Words by Whiteboard Journal
Dari banyaknya cara untuk mengekspresikan apa yang ada di dalam pikiran dan perasaan, menulis merupakan salah satu cara yang dipilih untuk menyalurkan hal tersebut. Mungkin banyak yang memulainya dengan menulis diary sejak kecil, sebagai cara untuk memetakan apa yang sebenarnya sedang terjadi di diri kita sendiri – agar kita bisa melihatnya dengan lebih jelas, dari sudut pandang yang berbeda. Itu juga apa yang dilakukan oleh Aan Mansyur sebagai seorang penulis puisi dan cerpen yang menggunakan bahasa untuk menciptakan dunia baru lewat hal-hal di sekelilingnya. Menjadi salah satu kurator untuk buku cetak kedua kami, Open Column 2, yang berbicara tentang kesehatan mental, kami berbincang dengan Aan perihal paradoks dalam bahasa, menulis sebagai cara untuk menemukan “tempat” yang aman, hingga peran komunitas untuk melawan stigma terhadap mental health di masyarakat.

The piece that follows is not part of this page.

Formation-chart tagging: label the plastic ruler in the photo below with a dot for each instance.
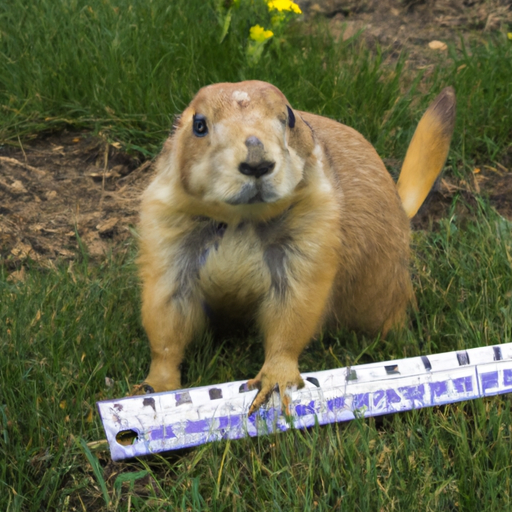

Bagaimana Anda mendefinisikan arti mental health?
Saya tidak tahu bagaimana mendefinisikannya. Namun, karena pandemi, saya akhir-akhir ini mengalami tekanan-tekanan dan kecemasan-kecemasan yang rasanya tidak pernah saya alami sebelumnya. Imbasnya banyak, tekanan-tekanan baru itu bukan hanya menimpa diri saya sendiri, tapi juga orang-orang di sekitar saya. Saya sudah tinggal di rumah, hampir tidak pernah ke mana-mana, bersama keluarga selama kira-kira 5 bulan. Sebagai kepala keluarga, yang mengalami tekanan dan kecemasan baru, saya harus juga memikirkan istri dan anak-anak saya.
Kata tekanan dan kecemasan ini juga sebetulnya kurang spesifik, tidak cukup menjelaskan apa yang mau saya bilang. Namun, saat saya secara mental mengalami sesuatu yang saya rasa tidak menyenangkan dan tidak lagi membuat saya merasa sepenuhnya diri saya yang selama ini saya kenali, saya anggap diri saya sedang mengalami persoalan kesehatan mental.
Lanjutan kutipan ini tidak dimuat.